Thirty-nine government soldiers accused of war crimes have gone on trial in eastern Democratic Republic of Congo.
Most of the charges relate to the mass rape and other acts of sexual violence against more than 130 women and girls in November 2012 by a retreating army.
Correspondents say the military trial comes after months of international pressure after some officers were suspended but no soldiers tried.
The UN then threatened to stop funding army units suspected of abuses.
Armed groups in eastern DR Congo often use rape as a weapon of war.
The BBC's Maud Jullien in Goma says the charges, including murder, rape and looting, were read out to the soldiers, who are mostly low-ranking, at the military court in the eastern city.
The trial will focus on events a year ago when M23 rebels took control of Goma and thousands of soldiers retreated to the town of Minova.
According to a UN report, at least 102 women and 33 girls were victims of rape or other acts of sexual violence by government troops in the market town to the south of Goma.
The lead lawyer representing the victims, Sylvestre Bisimwa, says the figures given in the UN report are very low.
He told the BBC that so far 1,014 people - male and female - have been identified as victims of war crimes in Minova.
The trial was adjourned for two weeks following a request by the various lawyers representing the victims that they be able to go to Minova to find more witnesses.
Mr Bisimwa told the BBC he was surprised to see so few high-ranking officers amongst the accused.

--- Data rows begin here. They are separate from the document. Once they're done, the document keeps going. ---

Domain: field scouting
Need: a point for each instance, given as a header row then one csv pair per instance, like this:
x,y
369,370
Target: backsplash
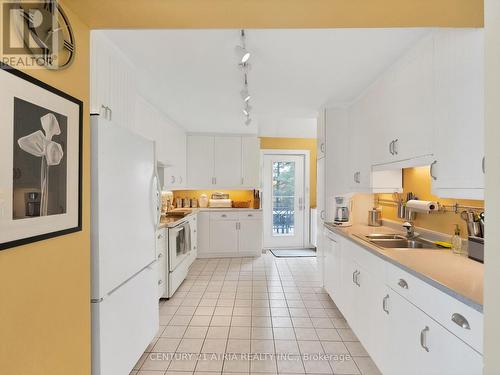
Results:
x,y
235,195
418,181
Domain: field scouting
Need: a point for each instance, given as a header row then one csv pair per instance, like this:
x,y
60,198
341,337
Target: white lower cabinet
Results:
x,y
402,331
419,345
231,233
161,255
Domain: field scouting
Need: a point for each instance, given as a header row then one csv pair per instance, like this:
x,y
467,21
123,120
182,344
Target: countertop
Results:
x,y
455,275
228,209
172,221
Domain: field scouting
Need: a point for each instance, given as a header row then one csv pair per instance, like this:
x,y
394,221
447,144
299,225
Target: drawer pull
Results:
x,y
384,304
403,284
423,338
459,320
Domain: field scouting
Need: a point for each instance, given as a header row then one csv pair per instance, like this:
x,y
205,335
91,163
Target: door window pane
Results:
x,y
283,198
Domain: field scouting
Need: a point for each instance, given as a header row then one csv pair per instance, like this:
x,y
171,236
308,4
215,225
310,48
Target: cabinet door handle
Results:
x,y
423,338
403,284
432,170
384,304
460,321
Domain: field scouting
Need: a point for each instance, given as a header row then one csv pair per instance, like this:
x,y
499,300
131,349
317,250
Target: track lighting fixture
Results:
x,y
243,54
247,109
241,50
245,95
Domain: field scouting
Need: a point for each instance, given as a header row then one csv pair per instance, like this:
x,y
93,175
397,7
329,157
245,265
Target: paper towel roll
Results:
x,y
422,206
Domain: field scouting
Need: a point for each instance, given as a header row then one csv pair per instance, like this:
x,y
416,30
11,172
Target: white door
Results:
x,y
284,201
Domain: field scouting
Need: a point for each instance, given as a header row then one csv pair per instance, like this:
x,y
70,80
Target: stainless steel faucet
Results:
x,y
410,229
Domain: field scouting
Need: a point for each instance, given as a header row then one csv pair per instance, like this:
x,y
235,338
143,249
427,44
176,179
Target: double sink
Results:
x,y
397,241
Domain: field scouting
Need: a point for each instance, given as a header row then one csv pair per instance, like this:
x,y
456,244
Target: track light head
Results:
x,y
245,95
243,54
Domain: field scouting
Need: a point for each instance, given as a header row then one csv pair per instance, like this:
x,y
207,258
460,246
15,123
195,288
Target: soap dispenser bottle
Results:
x,y
456,241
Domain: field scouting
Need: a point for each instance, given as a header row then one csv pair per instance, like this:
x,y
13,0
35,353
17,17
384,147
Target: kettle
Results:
x,y
375,217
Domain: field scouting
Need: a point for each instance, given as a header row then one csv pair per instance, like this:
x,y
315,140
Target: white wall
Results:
x,y
287,127
492,194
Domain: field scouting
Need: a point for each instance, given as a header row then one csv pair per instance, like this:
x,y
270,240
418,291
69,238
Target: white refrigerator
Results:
x,y
125,212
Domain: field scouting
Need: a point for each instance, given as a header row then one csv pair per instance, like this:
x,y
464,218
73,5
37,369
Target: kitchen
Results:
x,y
363,163
212,184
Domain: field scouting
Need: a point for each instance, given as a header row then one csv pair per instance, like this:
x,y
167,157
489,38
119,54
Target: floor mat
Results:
x,y
293,253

He added that many victims said their alleged rapists were not among the 39 accused.
Soldiers, who requested anonymity, admitted to the BBC in April that they had raped women in Minova, but said they had acted under orders from above.
Our correspondent says that 11 soldiers were initially arrested last December in connection with crimes committed in Minova and later 12 senior officers in charge of the units implicated in the rapes in Minova were suspended - but none were brought to trial.